We use the **AirPassengers** dataset, containing monthly airline passenger totals from 1949 to 1960. This dataset is a classic example for time series forecasting.
```python load-airpassengers-data
import polars as pl
df = pl.read_csv(
'https://raw.githubusercontent.com/Nixtla/transfer-learning-time-series/main/datasets/air_passengers.csv',
try_parse_dates=True,
)
df.head()
```
| timestamp | value |
| ------------ | ------- |
| 1949-01-01 | 112 |
| 1949-02-01 | 118 |
| 1949-03-01 | 132 |
| 1949-04-01 | 129 |
| 1949-05-01 | 121 |
**Plot the dataset** for a quick visual inspection:
```python plot-airpassengers-data
nixtla_client.plot(df, time_col='timestamp', target_col='value')
```

- The target variable column should not contain missing or non-numeric values.
- Ensure there are no gaps in the timestamps.

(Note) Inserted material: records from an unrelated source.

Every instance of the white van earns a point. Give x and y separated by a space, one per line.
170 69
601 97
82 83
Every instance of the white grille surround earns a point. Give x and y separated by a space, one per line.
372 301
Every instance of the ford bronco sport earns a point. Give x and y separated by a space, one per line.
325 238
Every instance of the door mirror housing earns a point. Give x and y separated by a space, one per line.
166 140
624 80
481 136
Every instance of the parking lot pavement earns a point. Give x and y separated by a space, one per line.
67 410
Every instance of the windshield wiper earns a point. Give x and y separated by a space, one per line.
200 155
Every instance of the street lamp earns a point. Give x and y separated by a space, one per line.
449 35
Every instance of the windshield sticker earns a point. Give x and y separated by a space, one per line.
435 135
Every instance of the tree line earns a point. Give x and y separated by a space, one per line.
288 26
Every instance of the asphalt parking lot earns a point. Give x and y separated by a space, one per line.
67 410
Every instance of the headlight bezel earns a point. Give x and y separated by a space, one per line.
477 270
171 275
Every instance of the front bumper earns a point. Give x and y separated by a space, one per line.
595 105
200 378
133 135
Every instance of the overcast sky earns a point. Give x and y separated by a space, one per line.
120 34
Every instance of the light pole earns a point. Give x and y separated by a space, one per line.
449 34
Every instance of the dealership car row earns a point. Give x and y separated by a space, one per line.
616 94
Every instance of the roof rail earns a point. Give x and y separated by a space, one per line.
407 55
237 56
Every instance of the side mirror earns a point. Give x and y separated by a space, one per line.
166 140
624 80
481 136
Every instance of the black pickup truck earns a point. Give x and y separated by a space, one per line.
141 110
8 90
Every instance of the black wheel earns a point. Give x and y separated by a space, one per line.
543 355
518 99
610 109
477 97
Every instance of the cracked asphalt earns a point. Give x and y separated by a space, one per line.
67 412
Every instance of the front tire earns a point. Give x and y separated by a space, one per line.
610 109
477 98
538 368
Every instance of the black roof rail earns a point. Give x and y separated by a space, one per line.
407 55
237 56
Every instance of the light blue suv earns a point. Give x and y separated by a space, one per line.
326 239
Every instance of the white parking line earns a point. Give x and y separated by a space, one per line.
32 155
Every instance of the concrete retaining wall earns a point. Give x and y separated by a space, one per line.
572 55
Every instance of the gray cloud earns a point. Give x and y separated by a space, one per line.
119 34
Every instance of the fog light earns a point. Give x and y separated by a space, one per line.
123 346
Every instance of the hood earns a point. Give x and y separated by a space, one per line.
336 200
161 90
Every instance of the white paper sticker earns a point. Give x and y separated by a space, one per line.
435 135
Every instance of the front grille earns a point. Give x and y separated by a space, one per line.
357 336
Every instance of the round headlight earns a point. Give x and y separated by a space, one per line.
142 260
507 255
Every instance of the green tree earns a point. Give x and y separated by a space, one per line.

- The time column must be of type [Date](https://docs.pola.rs/api/python/stable/reference/api/polars.datatypes.Date.html) or [Datetime](https://docs.pola.rs/api/python/stable/reference/api/polars.datatypes.Datetime.html).

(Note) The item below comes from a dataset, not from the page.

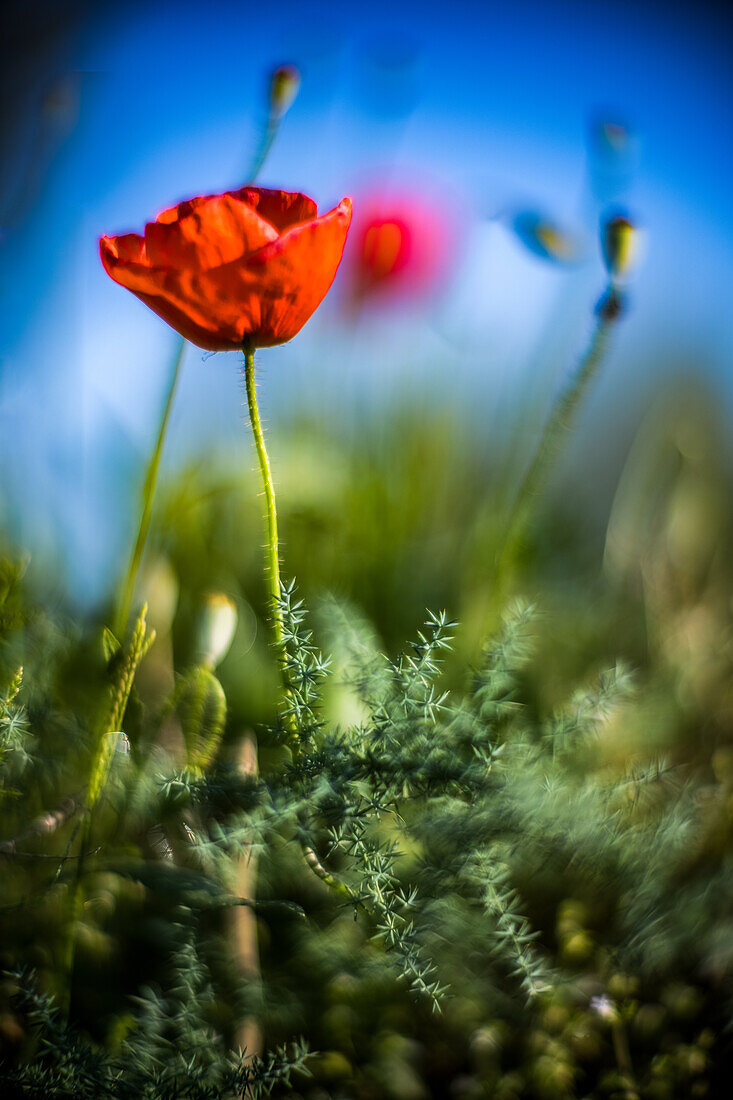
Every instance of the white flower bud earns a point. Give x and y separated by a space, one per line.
217 628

For comprehensive details, visit [Data Requirements](https://docs.nixtla.io/docs/getting-started-data_requirements).
```python forecast-timegpt-12-months
timegpt_fcst_df = nixtla_client.forecast(
df=df,
h=12,
freq='1mo',
time_col='timestamp',
target_col='value'
)
timegpt_fcst_df.head()
```
Forecast values for the next 12 months:
| timestamp | TimeGPT |
| ------------ | ------------ |
| 1961-01-01 | 437.837921 |
| 1961-02-01 | 426.062714 |
| 1961-03-01 | 463.116547 |
| 1961-04-01 | 478.244507 |
| 1961-05-01 | 505.646484 |
Plot the 12-month forecast alongside the actual data:
```python plot-timegpt-12-months
nixtla_client.plot(df, timegpt_fcst_df, time_col='timestamp', target_col='value')
```

When requesting `h` (horizon) values larger than the models maximum, you may see a warning.

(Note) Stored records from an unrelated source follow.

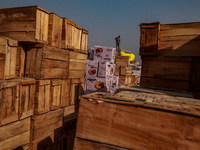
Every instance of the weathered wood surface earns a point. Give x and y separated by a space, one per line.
149 35
20 62
81 144
9 101
56 86
122 60
26 96
65 93
44 125
141 121
180 39
68 34
84 41
159 91
47 62
55 30
77 37
43 96
26 24
8 58
15 135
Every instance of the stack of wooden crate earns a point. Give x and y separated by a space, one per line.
124 71
42 62
170 55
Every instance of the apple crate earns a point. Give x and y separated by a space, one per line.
25 24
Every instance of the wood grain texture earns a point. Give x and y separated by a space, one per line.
27 24
136 127
15 134
55 30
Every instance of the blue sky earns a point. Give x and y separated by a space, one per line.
106 19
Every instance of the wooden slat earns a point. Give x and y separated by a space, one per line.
55 30
15 134
146 128
45 124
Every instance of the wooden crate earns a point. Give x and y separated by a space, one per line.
46 62
74 91
45 127
9 101
122 60
16 135
77 65
136 120
68 34
81 144
181 39
20 62
8 56
77 37
84 41
65 92
166 72
26 96
56 86
43 96
55 30
26 24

```python forecast-timegpt-36-months
timegpt_fcst_df = nixtla_client.forecast(
df=df,
h=36,
time_col='timestamp',
target_col='value',
freq='1mo',
model='timegpt-1-long-horizon'
)
timegpt_fcst_df.head()
```
Plot the 36-month forecast results:
```python plot-timegpt-36-months
nixtla_client.plot(df, timegpt_fcst_df, time_col='timestamp', target_col='value')
```

```python forecast-timegpt-6-months
timegpt_fcst_df = nixtla_client.forecast(
df=df,
h=6,
time_col='timestamp',
target_col='value',
freq='1mo'
)
nixtla_client.plot(df, timegpt_fcst_df, time_col='timestamp', target_col='value')
```

- TimeGPT can forecast short to long horizons easily.
- Minimal setup is required—just an API key and your dataset!
- Data validation helps ensure accurate forecasts.
You are now ready to harness TimeGPT for quick and reliable time series forecasting using Polars!